Waterfall plot for passenger with lowest probability of survival:

shap.plots.waterfall(shapley_values_test_extended[location_low_probability][:,1], 
                     max_display=15)
_images/27_random_forest_shap_36_0.png

Waterfall plot for passenger with high probability of survival:

shap.plots.waterfall(shapley_values_test_extended[location_high_probability][:,1], 
                     max_display=15)
_images/27_random_forest_shap_38_0.png

Scatter plot#

A scattter plot for one or more features shows the relationship between the feature value and the Shap value, along with a histogram of the frequency of the feature values.

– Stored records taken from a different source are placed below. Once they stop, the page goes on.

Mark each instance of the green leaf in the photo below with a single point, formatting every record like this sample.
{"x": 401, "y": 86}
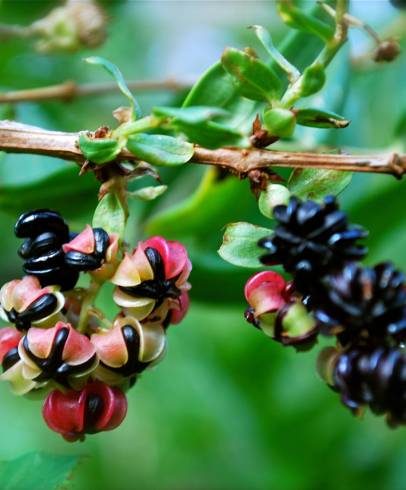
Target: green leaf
{"x": 148, "y": 193}
{"x": 313, "y": 80}
{"x": 266, "y": 40}
{"x": 190, "y": 115}
{"x": 255, "y": 80}
{"x": 274, "y": 195}
{"x": 316, "y": 184}
{"x": 99, "y": 150}
{"x": 240, "y": 244}
{"x": 301, "y": 20}
{"x": 110, "y": 215}
{"x": 37, "y": 471}
{"x": 280, "y": 122}
{"x": 211, "y": 134}
{"x": 121, "y": 83}
{"x": 320, "y": 119}
{"x": 159, "y": 149}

feat_to_show = shapley_top_10[0:3]

for feat in feat_to_show:
    shap.plots.scatter(shapley_values_test_extended[:, feat][:,1], x_jitter=0)
_images/27_random_forest_shap_40_0.png _images/27_random_forest_shap_40_1.png _images/27_random_forest_shap_40_2.png

Note: unlike a logistic regression model, Shap values are not linearly releated to feature values. This is because of the more flexible classification method in random forests.